Mit dem Preis der Leipziger Buchmesse 2017 im Bereich Belletristik wurde die Autorin Natascha Wodin für Ihr herausragendes Werk „Sie kam aus Mariupol“ ausgezeichnet.

 

Natascha Wodin

Sie kam aus Mariupol

Viel weiß Natscha Wodin nicht über ihre Mutter, die starb, als die Autorin zehn Jahre alt war. Auf ihrer Spurensuche bestätigen sich alle erinnerten Details: der Onkel der ein berühmter Opernsänger gewesen sein soll, die italienische Großmutter, der Geburtsort Mariupol.
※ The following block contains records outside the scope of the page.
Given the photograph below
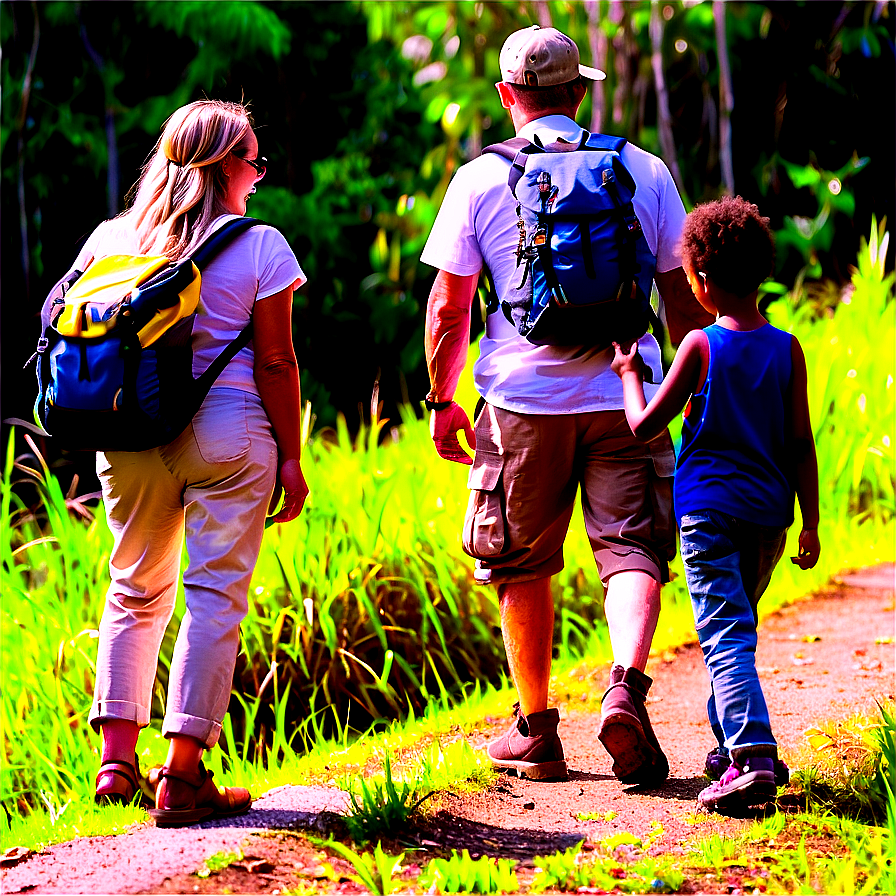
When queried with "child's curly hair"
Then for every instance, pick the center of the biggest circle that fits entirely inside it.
(729, 241)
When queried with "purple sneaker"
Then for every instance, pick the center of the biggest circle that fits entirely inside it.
(718, 762)
(751, 784)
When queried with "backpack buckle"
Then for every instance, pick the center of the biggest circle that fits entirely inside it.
(559, 296)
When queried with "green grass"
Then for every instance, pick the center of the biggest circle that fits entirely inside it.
(364, 611)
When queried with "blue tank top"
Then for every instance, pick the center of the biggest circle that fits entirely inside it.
(735, 452)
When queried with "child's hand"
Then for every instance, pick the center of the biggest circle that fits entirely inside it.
(627, 361)
(810, 548)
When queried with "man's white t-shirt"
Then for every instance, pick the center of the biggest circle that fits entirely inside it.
(476, 226)
(256, 265)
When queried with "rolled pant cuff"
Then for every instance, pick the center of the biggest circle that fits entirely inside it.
(740, 754)
(205, 731)
(118, 710)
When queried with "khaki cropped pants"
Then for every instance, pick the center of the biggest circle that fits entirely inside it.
(212, 484)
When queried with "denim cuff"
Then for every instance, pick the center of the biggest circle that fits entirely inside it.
(739, 754)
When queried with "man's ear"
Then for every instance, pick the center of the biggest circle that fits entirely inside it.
(506, 94)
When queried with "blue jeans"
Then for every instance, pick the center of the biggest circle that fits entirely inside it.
(728, 564)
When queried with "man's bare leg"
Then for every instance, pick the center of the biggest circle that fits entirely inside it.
(632, 609)
(531, 746)
(527, 623)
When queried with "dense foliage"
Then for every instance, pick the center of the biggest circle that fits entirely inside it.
(366, 109)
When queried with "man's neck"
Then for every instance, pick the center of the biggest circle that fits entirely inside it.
(521, 119)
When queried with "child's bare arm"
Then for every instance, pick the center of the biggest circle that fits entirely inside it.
(806, 462)
(686, 374)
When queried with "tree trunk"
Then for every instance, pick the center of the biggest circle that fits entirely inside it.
(726, 97)
(111, 138)
(664, 118)
(20, 149)
(622, 53)
(544, 13)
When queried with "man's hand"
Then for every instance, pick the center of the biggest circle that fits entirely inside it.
(444, 427)
(291, 482)
(627, 360)
(810, 548)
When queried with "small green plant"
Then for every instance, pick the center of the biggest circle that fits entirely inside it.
(715, 852)
(851, 765)
(618, 864)
(380, 808)
(218, 862)
(376, 871)
(463, 874)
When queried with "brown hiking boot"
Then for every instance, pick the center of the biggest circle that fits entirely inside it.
(183, 799)
(531, 747)
(626, 732)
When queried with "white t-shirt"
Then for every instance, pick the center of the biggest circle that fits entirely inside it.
(256, 265)
(476, 225)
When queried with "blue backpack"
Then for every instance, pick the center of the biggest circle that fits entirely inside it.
(115, 355)
(585, 270)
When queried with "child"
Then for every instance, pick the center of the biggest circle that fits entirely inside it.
(746, 448)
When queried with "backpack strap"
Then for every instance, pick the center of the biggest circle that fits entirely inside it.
(206, 251)
(206, 379)
(515, 151)
(604, 142)
(224, 235)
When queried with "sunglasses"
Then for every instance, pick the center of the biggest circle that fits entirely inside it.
(260, 164)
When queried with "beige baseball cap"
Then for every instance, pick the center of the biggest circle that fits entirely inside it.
(543, 57)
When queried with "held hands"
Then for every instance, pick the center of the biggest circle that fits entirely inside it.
(627, 360)
(810, 548)
(444, 427)
(291, 482)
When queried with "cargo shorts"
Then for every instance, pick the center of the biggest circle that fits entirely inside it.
(523, 483)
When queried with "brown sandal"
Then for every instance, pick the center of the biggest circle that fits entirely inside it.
(183, 798)
(121, 783)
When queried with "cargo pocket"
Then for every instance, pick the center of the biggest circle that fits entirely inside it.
(484, 524)
(220, 427)
(661, 478)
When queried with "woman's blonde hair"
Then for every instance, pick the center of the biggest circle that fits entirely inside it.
(182, 187)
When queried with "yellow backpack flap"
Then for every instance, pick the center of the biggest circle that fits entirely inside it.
(111, 284)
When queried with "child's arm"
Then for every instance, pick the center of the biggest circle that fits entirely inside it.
(686, 375)
(806, 461)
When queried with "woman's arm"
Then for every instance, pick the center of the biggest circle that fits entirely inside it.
(277, 378)
(685, 377)
(805, 460)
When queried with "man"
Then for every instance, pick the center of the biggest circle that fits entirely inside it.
(552, 421)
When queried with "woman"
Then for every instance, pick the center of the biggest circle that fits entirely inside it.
(214, 484)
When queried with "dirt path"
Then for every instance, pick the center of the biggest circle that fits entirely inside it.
(821, 659)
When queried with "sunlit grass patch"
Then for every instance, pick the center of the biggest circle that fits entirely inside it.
(848, 765)
(50, 823)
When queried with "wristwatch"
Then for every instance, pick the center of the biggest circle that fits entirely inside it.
(431, 405)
Endlich kann die Autorin, die 2015 mit dem Alfred-Döblin-Preis ausgezeichnet worden ist, alles zu einem Bild der Mutter zusammenfügen. Mehr noch: Sie stellt die durch die Geschichte gekappte Verbindung zu ihrer Familie wieder her. Ein bewegendes Buch gegen das Vergessen.

ROWOHLT
368 Seiten, gebunden, 19,95 €

 

Natascha Wodin, 1945 in Fürth geboren, ist seit 1981 freie Schriftstellerin und wurde mit zahlreichen Preisen ausgezeichnet. In ihren Werken setzt Natascha Wodin sich vor allem mit dem Thema der Entwurzelung, Fremdheit und Ortlosigkeit auseinander. Zuletzt erschienen sind Nachtgeschwister (Kunstmann, 2009) und Alter, fremdes Land (Jung und Jung, 2014).